The Belgian Privacy Commission’s Facebook recommendation
In its recent recommendation, the Privacy Commission has taken a similar approach to justify that Belgian data protection law applies.
Almost half of the recommendation is used to justify why Facebook is subject to Belgian law. The Privacy Commission’s arguments can be summarized as follows.
- Facebook, Inc. and not Facebook Ireland is the data controller
On the basis of a detailed factual analysis, the Privacy Commission firstly concludes that Facebook Ireland cannot qualify as a data controller because it “does not appear to be able to take independent decisions when it comes to determining the purpose and the resources relating to the processing of the personal data of Belgian citizens”.
For those reasons, the Privacy Commission takes the view that Facebook, Inc., with its registered office in the US, has to be considered the sole data controller.
- Facebook Belgium qualifies as an establishment in the sense of article 4.i.a of Directive 95/46/EC
Having that it considers Facebook, Inc. to qualify as data controller, the Privacy Commission then goes on to examine the role of Facebook Belgium.
Facebook Belgium is a subsidiary of Facebook, Inc. whose corporate purpose is reportedly limited to public policy and legislative and regulatory outreach activities and is not involved in any commercial activity as such.
However, applying the principles of the ECJ’s Costeja “Right to be Forgotten” judgment (C‑131/12 – see also our blog post on this decision), the Privacy Commission concluded that Facebook Belgium is an establishment of Facebook, Inc. because it considered these activities to be “inextricably linked” to Facebook, Inc.’s activities – the first reported instance of the Right to be Forgotten judgment being applied by a local regulator to submit another major US-led multinational to a Member State’s local data protection laws
- Alternatively, Facebook Inc. uses equipment on the Belgian territory
Practical implications for other businesses
Until today, like many multinational businesses, Facebook has consistently maintained that it is only subject to Irish data protection law by virtue of having an Irish data controller. With the Privacy Commission now threatening to initiate legal proceedings, it will be interesting to see how this matter evolves.

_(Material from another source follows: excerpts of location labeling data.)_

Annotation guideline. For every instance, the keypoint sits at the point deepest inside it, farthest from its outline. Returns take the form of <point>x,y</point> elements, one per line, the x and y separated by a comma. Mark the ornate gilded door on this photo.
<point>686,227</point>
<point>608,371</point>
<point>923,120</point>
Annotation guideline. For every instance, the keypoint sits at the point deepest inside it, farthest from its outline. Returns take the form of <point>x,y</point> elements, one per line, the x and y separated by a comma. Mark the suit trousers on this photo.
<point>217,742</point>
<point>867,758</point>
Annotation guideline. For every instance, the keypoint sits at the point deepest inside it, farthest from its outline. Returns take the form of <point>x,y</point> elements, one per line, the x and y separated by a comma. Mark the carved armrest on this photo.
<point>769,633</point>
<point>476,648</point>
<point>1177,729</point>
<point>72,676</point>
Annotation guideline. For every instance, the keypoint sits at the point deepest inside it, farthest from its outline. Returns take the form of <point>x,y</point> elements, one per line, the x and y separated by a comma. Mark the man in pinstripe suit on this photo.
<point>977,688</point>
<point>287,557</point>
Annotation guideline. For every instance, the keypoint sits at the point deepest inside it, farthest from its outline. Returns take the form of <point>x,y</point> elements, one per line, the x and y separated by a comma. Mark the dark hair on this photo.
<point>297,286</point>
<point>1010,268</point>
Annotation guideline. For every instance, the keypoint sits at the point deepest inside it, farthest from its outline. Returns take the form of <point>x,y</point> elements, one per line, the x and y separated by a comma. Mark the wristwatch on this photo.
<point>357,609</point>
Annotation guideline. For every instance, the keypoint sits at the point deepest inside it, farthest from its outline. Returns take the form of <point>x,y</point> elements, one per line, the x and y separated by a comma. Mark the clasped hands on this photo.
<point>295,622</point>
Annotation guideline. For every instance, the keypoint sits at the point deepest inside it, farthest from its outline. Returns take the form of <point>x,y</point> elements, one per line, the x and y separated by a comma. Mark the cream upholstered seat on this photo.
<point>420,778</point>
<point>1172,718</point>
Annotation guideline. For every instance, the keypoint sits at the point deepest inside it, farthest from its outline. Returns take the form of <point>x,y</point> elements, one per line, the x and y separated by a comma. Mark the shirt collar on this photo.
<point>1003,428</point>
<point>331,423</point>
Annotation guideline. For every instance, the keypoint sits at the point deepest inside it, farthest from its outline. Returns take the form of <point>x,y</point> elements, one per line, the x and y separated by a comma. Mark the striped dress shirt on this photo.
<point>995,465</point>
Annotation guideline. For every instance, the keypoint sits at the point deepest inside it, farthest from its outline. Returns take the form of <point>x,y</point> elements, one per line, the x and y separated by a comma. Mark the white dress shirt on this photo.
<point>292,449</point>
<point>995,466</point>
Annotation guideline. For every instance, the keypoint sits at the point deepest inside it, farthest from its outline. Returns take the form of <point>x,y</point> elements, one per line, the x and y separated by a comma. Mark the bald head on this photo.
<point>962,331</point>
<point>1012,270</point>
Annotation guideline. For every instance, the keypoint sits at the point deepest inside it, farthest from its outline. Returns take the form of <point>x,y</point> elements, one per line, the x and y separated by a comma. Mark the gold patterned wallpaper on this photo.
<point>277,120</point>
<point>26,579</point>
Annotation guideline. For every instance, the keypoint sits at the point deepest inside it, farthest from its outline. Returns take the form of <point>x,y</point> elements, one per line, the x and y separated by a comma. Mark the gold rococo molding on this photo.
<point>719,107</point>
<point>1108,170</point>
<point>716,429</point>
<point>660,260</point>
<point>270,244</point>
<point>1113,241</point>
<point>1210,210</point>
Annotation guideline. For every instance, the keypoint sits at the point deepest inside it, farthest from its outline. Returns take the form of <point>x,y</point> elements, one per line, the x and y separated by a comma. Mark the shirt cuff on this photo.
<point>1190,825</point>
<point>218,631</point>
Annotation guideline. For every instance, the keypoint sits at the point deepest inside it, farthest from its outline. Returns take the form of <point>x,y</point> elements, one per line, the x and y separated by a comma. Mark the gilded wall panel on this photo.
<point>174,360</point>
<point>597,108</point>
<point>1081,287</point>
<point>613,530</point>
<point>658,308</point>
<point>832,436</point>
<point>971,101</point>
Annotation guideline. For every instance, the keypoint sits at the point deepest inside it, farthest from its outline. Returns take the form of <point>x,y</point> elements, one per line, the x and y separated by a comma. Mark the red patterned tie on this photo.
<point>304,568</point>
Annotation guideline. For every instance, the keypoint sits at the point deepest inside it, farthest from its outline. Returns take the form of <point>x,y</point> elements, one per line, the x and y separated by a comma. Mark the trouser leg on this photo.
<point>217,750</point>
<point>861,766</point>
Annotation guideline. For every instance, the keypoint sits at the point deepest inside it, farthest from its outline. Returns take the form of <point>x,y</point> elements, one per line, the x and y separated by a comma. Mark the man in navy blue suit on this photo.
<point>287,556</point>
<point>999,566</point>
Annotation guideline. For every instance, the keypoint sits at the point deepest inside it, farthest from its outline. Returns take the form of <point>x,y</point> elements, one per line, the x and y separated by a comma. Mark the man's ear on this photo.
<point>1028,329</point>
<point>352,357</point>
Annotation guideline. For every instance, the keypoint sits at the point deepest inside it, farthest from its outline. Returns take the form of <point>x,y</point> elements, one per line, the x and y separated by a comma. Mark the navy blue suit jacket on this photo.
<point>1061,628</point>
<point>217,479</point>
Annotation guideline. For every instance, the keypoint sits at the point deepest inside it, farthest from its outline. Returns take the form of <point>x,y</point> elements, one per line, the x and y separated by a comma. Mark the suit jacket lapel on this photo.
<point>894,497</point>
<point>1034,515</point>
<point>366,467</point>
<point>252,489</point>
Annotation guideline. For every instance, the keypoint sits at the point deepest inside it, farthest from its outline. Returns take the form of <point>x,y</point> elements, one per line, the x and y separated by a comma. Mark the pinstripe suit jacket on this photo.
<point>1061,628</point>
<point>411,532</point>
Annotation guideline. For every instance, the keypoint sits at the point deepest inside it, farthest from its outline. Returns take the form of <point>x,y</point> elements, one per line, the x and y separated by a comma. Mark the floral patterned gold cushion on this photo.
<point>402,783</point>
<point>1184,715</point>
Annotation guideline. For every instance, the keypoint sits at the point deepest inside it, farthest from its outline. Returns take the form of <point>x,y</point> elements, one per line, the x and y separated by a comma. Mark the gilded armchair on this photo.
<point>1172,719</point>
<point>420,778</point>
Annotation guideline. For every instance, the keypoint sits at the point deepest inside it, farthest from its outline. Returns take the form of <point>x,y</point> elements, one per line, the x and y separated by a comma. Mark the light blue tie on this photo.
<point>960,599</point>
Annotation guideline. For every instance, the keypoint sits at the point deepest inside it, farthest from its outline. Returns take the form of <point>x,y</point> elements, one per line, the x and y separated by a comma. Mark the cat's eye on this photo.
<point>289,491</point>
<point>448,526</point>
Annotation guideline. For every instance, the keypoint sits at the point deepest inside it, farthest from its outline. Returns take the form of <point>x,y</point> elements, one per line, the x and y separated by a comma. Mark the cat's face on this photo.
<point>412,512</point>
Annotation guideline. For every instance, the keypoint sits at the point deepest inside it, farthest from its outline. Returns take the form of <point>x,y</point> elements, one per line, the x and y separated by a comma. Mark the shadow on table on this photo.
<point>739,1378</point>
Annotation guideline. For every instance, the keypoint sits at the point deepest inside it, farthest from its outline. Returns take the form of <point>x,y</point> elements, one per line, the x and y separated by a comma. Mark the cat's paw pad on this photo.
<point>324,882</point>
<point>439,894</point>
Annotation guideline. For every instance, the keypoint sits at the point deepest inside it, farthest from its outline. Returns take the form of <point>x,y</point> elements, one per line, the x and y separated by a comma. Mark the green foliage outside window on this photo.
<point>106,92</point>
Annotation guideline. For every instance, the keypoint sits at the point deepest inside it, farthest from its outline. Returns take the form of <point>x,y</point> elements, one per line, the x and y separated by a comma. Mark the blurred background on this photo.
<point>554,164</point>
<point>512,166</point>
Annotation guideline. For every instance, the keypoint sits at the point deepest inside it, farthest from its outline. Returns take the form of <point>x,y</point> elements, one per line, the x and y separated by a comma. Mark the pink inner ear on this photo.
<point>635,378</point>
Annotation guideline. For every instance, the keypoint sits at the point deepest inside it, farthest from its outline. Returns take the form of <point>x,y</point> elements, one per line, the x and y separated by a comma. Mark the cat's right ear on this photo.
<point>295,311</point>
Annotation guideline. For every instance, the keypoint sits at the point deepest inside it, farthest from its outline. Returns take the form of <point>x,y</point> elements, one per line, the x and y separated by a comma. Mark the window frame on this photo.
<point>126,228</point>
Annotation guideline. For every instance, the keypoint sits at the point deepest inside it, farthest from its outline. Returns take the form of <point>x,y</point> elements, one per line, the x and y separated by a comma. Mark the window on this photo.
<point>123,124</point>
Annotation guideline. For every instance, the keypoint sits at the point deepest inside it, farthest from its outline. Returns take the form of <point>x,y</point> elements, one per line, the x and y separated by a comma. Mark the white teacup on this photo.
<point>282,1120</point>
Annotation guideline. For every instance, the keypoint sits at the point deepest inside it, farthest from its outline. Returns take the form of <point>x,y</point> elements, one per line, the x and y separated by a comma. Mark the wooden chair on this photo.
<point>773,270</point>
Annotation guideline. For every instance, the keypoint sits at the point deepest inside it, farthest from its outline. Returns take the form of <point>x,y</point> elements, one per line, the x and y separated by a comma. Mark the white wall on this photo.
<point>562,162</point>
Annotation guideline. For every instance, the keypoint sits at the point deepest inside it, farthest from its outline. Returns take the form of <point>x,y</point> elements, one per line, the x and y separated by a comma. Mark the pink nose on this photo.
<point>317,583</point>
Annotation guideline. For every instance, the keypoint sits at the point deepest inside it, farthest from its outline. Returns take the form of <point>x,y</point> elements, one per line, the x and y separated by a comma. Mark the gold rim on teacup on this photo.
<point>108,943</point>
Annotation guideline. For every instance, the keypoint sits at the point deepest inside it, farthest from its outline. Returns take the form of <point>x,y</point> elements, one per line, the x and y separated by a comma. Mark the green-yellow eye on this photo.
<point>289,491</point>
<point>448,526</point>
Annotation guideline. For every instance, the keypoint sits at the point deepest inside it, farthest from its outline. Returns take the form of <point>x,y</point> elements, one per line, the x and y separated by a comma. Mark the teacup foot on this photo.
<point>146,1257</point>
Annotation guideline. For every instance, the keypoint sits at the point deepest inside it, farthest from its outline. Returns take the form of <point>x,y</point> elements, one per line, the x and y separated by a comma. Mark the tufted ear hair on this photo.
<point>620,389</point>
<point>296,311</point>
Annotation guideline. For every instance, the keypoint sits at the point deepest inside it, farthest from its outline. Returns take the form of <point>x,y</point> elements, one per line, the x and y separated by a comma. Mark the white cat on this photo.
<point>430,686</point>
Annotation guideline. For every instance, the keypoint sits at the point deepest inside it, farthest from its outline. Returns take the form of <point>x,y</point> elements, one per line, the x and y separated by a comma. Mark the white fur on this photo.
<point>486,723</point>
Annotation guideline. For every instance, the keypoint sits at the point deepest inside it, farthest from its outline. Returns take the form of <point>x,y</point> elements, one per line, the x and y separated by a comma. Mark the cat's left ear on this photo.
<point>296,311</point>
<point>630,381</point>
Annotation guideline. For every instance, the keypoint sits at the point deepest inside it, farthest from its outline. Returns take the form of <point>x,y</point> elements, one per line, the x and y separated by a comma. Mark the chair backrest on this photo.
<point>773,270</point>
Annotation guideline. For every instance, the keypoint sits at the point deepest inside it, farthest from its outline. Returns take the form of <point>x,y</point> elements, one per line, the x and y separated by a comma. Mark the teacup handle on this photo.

In the meantime, a few general conclusions can already been drawn:
First, the criticism around forum shopping is ever increasing. The lack of a harmonised enforcement approach in the EU, and the perception (rightly or wrongly) that certain DPAs have been too lenient has resulted in a situation in which many national data protection authorities are trying to protect their citizens by applying their own national law, regardless of the principles laid down in article 4 of Directive 95/46/EC.
Second, Non EU-based businesses should therefore carefully consider how they want to respond to this risk when approaching their EU data protection compliance. Naturally, any business wants to avoid the legal uncertainty and risk that arises from potentially having to comply with the laws of the 28 Member States.
While it therefore makes sense to create an EU subsidiary to fulfil a data controller role, it is not sufficient to simply “nominate” one on paper. Businesses must put in place the conditions and controls that allow this EU subsidiary to really act as data controller in the field. This implies devolved decision-making autonomy to the EU subsidiary and (if necessary) arm’s length subcontracting back of carefully monitored and controlled data processing activities to the non-EU parent. Similarly, the EU subsidiary needs to play an active role in designing and implementing the business’s data protection policies to ensure they reflect EU compliance requirements.
Additional measures might include appointing a data protection officer within the EU subsidiary, accountable for ensuring the business’s compliance with EU data protection law. Similarly, training programs run within the EU subsidiary that ensure local staff are aware of their data protection responsibilities, and internal audit programs intended to monitor the EU subsidiary’s compliance with EU data protection requirements (including in respect of any activities it subcontracts back to its parent) will also be valuable steps to take.
In the absence of such factual control by the EU subsidiary, businesses risk being caught in a situation where they must comply with the data protection laws of potentially all Member States in which they have affiliates, customers or even just cookies. And that would bring them back to square one.